L’œil goguenard de Tudal ne put rien déceler sur son visage revenu aussi dur que de la pierre ni dans ses yeux glacés mais dans sa poitrine la douleur s’était réveillée, jointe à une amère jalousie qu’il se reprochait déjà comme un sacrilège. Désappointé, le rouquin haussa les épaules.

— On a retrouvé sa trace juste à temps. Le jour des noces, nous étions sur la lande, Morvan, Yann, moi et les autres. On a laissé faire la cérémonie. Il n’y avait pas grand monde : un prêtre et deux témoins. C’était un mariage discret. Et puis quand nous avons été bien sûrs qu’il n’y avait plus personne… que les tourtereaux étaient seuls ou à peu près, on est passés à l’action. Ça n’a pas été bien difficile, ni bien long. La mariée était encore toute parée. Elle buvait un verre de champagne avec son époux. Le pauvre, il n’a même pas eu le temps de le vider : mon épée lui est passée au travers du corps comme une aiguille dans de la soie. Il est tombé sans dire ouf… Il y avait un carrosse dans une remise. Nous y avons fait monter Mme Kernoa qui pleurait comme une fontaine… et la nuit suivante, tu sais ce qu’il est advenu d’elle…

— Pourquoi la nuit suivante, en ce cas ! Pourquoi les bois de Trecesson ?

Le rire de Tudal passa comme une râpe sur les nerfs à vif du chevalier.

— Pour faire d’une pierre deux coups.
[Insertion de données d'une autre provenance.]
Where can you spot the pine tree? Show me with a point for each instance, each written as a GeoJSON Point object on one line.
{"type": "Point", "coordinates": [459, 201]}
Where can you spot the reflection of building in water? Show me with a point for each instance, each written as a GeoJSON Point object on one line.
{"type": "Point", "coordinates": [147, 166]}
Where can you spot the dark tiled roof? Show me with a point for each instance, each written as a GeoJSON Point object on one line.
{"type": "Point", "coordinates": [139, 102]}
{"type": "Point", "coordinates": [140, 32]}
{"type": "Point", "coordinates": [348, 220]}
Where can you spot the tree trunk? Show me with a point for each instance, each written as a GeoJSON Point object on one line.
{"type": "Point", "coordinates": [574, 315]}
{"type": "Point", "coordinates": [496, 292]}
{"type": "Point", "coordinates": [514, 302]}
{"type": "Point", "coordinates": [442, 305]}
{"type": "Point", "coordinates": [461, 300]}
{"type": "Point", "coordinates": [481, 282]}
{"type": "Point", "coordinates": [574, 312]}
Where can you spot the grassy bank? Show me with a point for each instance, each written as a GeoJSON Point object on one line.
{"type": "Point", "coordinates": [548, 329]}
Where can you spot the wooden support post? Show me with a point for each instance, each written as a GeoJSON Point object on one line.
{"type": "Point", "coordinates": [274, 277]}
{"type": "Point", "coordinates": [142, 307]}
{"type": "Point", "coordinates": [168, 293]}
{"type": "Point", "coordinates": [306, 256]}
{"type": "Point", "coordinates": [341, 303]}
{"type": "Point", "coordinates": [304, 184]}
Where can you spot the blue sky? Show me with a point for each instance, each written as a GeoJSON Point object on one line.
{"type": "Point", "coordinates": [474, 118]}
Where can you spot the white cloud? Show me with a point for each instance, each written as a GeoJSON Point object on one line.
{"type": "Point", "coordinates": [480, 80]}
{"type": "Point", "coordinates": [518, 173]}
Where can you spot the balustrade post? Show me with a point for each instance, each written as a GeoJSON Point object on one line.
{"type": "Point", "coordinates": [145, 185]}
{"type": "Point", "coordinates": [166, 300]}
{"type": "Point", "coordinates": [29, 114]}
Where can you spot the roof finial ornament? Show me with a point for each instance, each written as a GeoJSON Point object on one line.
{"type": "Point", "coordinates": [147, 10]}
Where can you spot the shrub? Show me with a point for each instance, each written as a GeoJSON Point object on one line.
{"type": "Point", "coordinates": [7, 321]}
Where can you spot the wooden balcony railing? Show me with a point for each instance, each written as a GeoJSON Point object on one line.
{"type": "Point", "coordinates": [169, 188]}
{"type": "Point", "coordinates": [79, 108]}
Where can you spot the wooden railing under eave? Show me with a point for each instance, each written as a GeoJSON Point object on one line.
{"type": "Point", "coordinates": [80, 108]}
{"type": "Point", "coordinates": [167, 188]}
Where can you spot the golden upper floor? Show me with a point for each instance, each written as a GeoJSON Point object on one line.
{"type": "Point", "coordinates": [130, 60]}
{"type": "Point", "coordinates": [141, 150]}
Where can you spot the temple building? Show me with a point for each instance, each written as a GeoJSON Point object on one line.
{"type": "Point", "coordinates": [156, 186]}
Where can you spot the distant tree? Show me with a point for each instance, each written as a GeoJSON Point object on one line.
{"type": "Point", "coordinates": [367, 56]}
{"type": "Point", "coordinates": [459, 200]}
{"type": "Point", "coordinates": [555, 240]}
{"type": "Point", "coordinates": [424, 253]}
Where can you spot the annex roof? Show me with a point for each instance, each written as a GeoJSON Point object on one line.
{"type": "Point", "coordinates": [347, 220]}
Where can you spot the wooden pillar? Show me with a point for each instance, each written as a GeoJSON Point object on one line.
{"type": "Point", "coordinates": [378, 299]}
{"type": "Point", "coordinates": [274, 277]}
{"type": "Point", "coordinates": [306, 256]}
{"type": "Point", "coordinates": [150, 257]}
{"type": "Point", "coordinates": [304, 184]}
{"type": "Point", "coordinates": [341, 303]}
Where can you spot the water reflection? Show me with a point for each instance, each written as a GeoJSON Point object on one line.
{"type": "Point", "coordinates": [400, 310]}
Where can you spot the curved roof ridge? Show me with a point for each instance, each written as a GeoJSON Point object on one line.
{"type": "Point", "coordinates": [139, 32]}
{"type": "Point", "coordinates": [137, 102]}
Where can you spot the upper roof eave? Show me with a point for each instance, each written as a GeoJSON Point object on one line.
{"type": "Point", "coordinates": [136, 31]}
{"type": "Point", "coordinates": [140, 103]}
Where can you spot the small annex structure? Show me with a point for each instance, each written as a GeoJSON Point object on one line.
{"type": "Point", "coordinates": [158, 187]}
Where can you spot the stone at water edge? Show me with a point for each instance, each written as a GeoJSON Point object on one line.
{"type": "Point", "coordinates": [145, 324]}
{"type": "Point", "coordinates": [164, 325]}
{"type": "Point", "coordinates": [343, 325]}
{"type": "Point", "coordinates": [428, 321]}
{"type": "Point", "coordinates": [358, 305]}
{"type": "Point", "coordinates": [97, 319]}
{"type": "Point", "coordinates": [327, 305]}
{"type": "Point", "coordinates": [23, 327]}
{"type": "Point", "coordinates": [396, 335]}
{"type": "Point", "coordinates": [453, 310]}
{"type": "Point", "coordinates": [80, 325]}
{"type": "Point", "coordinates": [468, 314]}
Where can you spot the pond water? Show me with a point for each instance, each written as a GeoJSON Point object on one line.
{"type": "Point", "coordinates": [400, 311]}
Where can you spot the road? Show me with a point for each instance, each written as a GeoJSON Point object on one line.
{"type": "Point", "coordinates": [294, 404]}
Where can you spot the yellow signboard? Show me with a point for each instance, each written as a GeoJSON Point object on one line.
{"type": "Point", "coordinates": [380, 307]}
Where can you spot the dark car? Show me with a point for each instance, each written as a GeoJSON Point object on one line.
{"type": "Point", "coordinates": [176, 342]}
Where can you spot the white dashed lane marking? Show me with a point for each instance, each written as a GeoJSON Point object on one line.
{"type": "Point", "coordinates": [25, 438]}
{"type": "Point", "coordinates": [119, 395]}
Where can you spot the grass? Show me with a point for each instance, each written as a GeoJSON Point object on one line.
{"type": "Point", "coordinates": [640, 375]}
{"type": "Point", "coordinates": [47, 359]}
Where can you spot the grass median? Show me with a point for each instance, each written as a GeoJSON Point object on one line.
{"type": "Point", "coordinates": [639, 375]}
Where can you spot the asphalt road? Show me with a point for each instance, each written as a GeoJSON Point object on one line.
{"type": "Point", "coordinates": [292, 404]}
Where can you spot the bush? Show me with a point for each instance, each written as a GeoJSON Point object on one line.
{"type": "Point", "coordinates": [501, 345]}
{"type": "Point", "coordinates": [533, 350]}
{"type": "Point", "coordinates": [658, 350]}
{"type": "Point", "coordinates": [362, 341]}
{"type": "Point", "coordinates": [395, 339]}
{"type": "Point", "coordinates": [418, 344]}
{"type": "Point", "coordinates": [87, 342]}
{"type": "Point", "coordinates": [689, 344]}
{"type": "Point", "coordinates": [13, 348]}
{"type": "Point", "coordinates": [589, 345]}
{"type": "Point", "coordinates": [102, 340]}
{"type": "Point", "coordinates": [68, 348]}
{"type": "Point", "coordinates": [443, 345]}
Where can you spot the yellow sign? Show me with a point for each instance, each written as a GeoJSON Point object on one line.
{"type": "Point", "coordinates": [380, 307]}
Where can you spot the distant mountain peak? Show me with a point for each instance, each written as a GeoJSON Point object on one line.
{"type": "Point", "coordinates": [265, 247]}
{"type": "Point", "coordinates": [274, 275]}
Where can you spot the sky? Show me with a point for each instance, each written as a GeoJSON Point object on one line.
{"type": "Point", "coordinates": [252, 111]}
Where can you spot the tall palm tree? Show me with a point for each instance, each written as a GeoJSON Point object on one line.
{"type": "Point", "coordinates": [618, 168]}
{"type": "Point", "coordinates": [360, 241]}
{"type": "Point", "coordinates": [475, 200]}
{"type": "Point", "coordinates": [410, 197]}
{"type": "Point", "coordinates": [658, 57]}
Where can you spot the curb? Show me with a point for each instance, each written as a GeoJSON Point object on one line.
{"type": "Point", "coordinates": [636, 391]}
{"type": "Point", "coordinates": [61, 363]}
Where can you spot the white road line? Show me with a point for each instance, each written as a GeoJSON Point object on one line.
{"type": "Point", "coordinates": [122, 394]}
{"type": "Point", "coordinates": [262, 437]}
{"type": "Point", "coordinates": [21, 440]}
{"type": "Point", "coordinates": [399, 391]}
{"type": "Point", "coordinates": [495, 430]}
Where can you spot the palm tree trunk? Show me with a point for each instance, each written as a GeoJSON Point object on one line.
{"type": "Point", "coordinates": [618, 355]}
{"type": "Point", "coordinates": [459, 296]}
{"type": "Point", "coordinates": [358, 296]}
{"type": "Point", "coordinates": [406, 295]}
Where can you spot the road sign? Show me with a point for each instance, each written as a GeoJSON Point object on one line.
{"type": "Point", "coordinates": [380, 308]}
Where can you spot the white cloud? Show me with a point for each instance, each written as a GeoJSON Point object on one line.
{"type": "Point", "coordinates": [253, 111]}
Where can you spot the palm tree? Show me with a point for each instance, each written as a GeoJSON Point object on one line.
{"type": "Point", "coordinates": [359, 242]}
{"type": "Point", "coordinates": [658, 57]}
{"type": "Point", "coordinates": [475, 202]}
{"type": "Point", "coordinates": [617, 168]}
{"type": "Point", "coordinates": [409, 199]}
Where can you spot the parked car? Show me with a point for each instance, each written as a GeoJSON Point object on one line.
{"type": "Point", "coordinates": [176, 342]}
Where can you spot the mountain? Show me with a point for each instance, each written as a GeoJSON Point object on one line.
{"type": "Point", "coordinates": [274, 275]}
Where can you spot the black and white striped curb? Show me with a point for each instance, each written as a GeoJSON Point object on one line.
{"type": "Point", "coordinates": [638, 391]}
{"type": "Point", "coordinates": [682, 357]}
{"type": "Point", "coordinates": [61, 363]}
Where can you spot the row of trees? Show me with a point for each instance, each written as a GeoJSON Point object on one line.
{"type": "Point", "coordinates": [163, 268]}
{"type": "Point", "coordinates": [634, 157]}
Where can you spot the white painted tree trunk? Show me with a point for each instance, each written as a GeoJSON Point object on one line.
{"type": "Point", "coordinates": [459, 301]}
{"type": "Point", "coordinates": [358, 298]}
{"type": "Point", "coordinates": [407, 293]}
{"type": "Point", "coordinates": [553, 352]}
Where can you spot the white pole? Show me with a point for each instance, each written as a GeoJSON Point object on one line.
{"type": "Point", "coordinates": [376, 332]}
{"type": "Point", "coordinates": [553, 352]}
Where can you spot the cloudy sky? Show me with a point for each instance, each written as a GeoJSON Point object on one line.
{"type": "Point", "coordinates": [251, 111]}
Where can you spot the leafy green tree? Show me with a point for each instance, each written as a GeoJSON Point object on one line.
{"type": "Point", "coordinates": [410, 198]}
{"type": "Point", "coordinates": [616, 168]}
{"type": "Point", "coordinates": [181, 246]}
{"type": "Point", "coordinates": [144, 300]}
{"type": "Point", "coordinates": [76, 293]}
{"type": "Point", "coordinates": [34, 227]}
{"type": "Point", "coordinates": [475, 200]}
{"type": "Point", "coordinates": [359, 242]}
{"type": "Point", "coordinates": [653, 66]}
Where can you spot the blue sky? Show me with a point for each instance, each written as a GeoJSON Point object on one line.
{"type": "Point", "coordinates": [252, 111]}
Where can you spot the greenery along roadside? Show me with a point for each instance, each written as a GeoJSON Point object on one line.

D’abord parce que personne n’aurait l’idée de la chercher là et ensuite parce que ça nous faisait joie de faire ce cadeau au sieur de Châteaugiron avec qui on a eu certains démêlés l’an passé. T’en sais assez maintenant, j’espère ?… et quelque chose me dit que tes ennuis vont commencer.

En effet, un volet s’arrachait d’un coup ! Un coup de feu claqua manquant Corentine d’un cheveu. Elle poussa un cri auquel le rire dément de Tudal fit écho. Mais Gilles était déjà à la porte extérieure, faisant jouer les verrous, ouvrait en grand tout en s’abritant derrière un battant. Il surprit un homme juste en face de lui, tira. L’homme tomba comme une masse. Pendant ce temps Corentine, courageusement, se glissait vers la fenêtre éventrée et, tenant à deux mains le gros pistolet de Tudal, se redressait brusquement, tirait au jugé… Une plainte qui s’acheva en gargouillis vint la récompenser.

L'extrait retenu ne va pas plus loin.